Quelques mot, en creux de l'actualité...

Remarque, à propos de la liberté d'expression, au quotidien, dans nos relations interpersonnelles. Ça me paraît important parce que c'est d'abord là qu'elle s'exerce...ou pas, ou pas trop, ou plus ou moins...parce que la capacité même à s'exprimer n'est pas exempte de la possibilité de porter un coup à autrui. Le langage, à mon sens, porte en lui-même la capacité de blesser, c'est-à-dire qu'il porte en lui-même la capacité d'unir, de diviser, de réunir et de rediviser, de blesser comme de réparer, de soutenir comme de nuire.
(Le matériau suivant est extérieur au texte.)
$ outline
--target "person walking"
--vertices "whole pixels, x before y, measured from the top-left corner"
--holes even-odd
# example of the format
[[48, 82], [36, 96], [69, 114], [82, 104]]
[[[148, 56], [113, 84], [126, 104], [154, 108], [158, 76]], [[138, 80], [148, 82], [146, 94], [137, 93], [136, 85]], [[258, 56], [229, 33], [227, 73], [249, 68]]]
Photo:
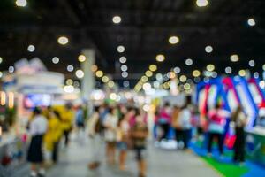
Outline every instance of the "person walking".
[[244, 127], [247, 122], [247, 116], [243, 112], [242, 106], [239, 105], [233, 112], [231, 121], [235, 127], [236, 141], [234, 144], [234, 157], [235, 163], [243, 164], [245, 162], [245, 133]]
[[[31, 177], [45, 175], [43, 164], [42, 141], [47, 131], [47, 119], [39, 108], [34, 108], [34, 116], [29, 123], [31, 142], [27, 151], [27, 161], [31, 163]], [[38, 169], [39, 168], [39, 169]]]

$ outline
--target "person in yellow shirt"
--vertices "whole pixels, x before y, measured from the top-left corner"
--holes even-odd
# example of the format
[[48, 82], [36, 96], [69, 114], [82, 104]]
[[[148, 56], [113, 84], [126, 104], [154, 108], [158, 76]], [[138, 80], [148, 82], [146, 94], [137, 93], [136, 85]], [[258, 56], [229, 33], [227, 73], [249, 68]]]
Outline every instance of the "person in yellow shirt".
[[64, 106], [64, 112], [61, 113], [61, 119], [62, 119], [62, 127], [64, 130], [64, 144], [65, 147], [68, 146], [69, 143], [69, 134], [72, 128], [72, 121], [74, 119], [74, 113], [72, 110], [72, 104], [66, 104]]

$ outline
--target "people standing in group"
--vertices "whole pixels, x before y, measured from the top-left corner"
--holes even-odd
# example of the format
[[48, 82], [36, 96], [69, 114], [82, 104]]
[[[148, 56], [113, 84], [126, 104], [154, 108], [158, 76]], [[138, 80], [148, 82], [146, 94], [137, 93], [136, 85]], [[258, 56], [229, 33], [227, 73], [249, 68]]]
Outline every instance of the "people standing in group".
[[64, 112], [62, 112], [62, 127], [64, 128], [64, 145], [65, 147], [69, 144], [69, 135], [72, 129], [72, 120], [74, 119], [74, 113], [72, 110], [72, 104], [68, 103], [65, 104]]
[[92, 161], [88, 164], [91, 170], [96, 169], [100, 165], [101, 135], [100, 135], [100, 112], [99, 107], [95, 107], [94, 113], [87, 121], [89, 144], [91, 148]]
[[31, 142], [27, 152], [27, 161], [31, 163], [31, 177], [44, 176], [42, 142], [47, 131], [48, 122], [42, 111], [34, 108], [33, 119], [29, 122]]
[[163, 135], [159, 137], [159, 142], [163, 139], [167, 140], [170, 128], [171, 109], [170, 103], [166, 102], [159, 112], [156, 123], [163, 129]]
[[104, 120], [104, 136], [107, 143], [106, 155], [110, 165], [115, 164], [117, 122], [117, 108], [111, 107]]
[[245, 133], [244, 128], [247, 123], [247, 115], [243, 112], [239, 105], [232, 113], [231, 121], [235, 127], [236, 141], [234, 144], [233, 160], [236, 163], [244, 163], [245, 161]]
[[223, 134], [225, 132], [226, 118], [230, 113], [222, 108], [222, 105], [217, 104], [215, 109], [210, 110], [208, 116], [208, 154], [211, 156], [212, 144], [215, 138], [218, 141], [218, 150], [221, 156], [223, 153]]
[[124, 116], [119, 119], [117, 126], [117, 148], [119, 150], [119, 169], [125, 170], [125, 162], [127, 158], [128, 142], [130, 138], [130, 117], [126, 112], [123, 112]]
[[133, 148], [136, 153], [136, 160], [139, 169], [139, 177], [145, 177], [147, 174], [147, 164], [145, 159], [146, 142], [148, 136], [148, 125], [140, 112], [136, 112], [136, 122], [132, 128], [131, 135], [132, 138]]

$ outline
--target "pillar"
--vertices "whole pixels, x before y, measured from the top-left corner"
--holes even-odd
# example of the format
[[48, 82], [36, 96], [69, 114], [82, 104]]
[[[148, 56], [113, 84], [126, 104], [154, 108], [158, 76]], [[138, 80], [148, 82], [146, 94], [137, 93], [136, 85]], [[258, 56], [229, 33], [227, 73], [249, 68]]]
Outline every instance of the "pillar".
[[81, 80], [81, 96], [85, 100], [89, 100], [95, 87], [95, 76], [91, 67], [95, 65], [95, 53], [93, 49], [85, 49], [82, 54], [87, 59], [81, 63], [81, 69], [84, 72], [84, 77]]

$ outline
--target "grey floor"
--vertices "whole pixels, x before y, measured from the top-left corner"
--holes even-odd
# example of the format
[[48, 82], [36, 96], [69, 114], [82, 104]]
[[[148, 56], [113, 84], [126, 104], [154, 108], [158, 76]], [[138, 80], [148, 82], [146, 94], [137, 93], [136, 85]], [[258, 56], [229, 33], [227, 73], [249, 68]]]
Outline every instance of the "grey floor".
[[[217, 177], [216, 171], [208, 167], [201, 159], [192, 152], [181, 150], [165, 150], [155, 148], [148, 143], [147, 150], [148, 177]], [[103, 142], [101, 155], [102, 165], [96, 171], [87, 169], [91, 159], [89, 141], [72, 140], [67, 150], [61, 150], [60, 161], [47, 172], [47, 177], [134, 177], [137, 166], [133, 152], [127, 159], [127, 170], [120, 172], [117, 165], [109, 166], [105, 163]], [[19, 177], [28, 176], [28, 165], [18, 172]]]
[[[148, 176], [150, 177], [215, 177], [220, 176], [214, 170], [204, 164], [198, 157], [191, 152], [176, 150], [163, 150], [155, 148], [149, 143], [147, 151]], [[117, 166], [108, 166], [103, 158], [102, 165], [96, 171], [87, 168], [91, 154], [89, 142], [80, 143], [72, 142], [68, 150], [61, 155], [58, 165], [51, 168], [48, 177], [131, 177], [137, 176], [137, 166], [133, 158], [133, 152], [129, 153], [127, 171], [120, 172]]]

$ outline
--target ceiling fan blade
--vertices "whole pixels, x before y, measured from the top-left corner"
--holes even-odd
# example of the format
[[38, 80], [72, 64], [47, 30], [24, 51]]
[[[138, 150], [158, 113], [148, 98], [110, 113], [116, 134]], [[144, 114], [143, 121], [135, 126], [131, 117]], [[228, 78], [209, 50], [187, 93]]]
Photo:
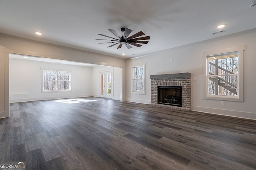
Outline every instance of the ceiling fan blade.
[[113, 38], [113, 37], [109, 37], [109, 36], [107, 36], [107, 35], [103, 35], [103, 34], [98, 34], [98, 35], [100, 35], [104, 36], [104, 37], [108, 37], [108, 38], [112, 38], [112, 39], [116, 39], [116, 40], [118, 40], [118, 41], [119, 41], [119, 39], [116, 39], [116, 38]]
[[138, 37], [140, 37], [140, 36], [143, 35], [144, 35], [145, 34], [144, 33], [141, 31], [138, 33], [137, 33], [131, 36], [128, 37], [126, 39], [126, 40], [128, 40], [129, 39], [131, 39], [133, 38], [134, 38]]
[[120, 48], [122, 47], [122, 44], [120, 44], [120, 45], [117, 47], [117, 48], [116, 49], [120, 49]]
[[129, 43], [130, 44], [131, 44], [132, 45], [134, 45], [134, 46], [136, 46], [136, 47], [140, 47], [141, 46], [142, 46], [142, 45], [141, 45], [140, 44], [136, 44], [136, 43], [130, 43], [130, 42], [127, 42], [127, 43]]
[[150, 39], [150, 37], [149, 36], [147, 36], [140, 38], [134, 38], [132, 39], [134, 39], [134, 40], [145, 40], [146, 39]]
[[112, 39], [95, 39], [96, 40], [107, 40], [107, 41], [118, 41], [118, 40], [113, 40]]
[[147, 44], [148, 43], [148, 41], [135, 41], [134, 42], [131, 42], [136, 43], [140, 43], [141, 44]]
[[127, 28], [125, 28], [124, 34], [124, 39], [125, 39], [126, 38], [126, 37], [128, 37], [132, 31], [132, 29], [129, 29]]
[[129, 44], [126, 43], [126, 44], [124, 44], [124, 45], [125, 45], [126, 46], [126, 47], [127, 47], [128, 49], [130, 49], [131, 48], [132, 48], [132, 47]]
[[118, 44], [118, 43], [119, 43], [118, 42], [118, 43], [115, 43], [115, 44], [113, 44], [113, 45], [110, 45], [110, 46], [108, 46], [108, 47], [107, 48], [111, 47], [113, 47], [113, 46], [114, 46], [114, 45], [116, 45], [116, 44]]
[[[116, 43], [117, 41], [115, 41], [115, 42], [108, 42], [107, 43], [98, 43], [98, 44], [106, 44], [106, 43]], [[119, 42], [118, 42], [119, 43]]]
[[119, 38], [120, 39], [121, 39], [121, 38], [120, 38], [120, 36], [117, 33], [116, 33], [116, 31], [114, 30], [114, 29], [108, 29], [108, 30], [109, 30], [110, 31], [112, 32], [113, 34], [116, 35], [116, 37]]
La parole, toute parole, dans une certaine mesure, est une prise de risque pour soi, pour l'autre, de soi vers l'autre ou de l'autre vers soi. Parce que le langage traverse et forge nos subjectivités, nos singularités...que la parole se fasse dessin n'ôte rien à cet « aigu » de la nature même du langage, qui lui est aussi constitutif et nécessaire. Alors, dès lors que nous parlons de limites de l'expression, de quelles limites parlons-nous ? Quand nous nous sentons offensés, blessés par une parole, de quelle blessure s'agit-il ? Cette blessure est-elle due à nos propres limites ou à la liberté qu'exerce autrui ? Qu'est-ce que nous nous autorisons à entendre ? Oui, parler est un risque, comme entendre, écouter. Celui d'être déstabilisé, blessé, mais aussi d'aimer et de rester vivant.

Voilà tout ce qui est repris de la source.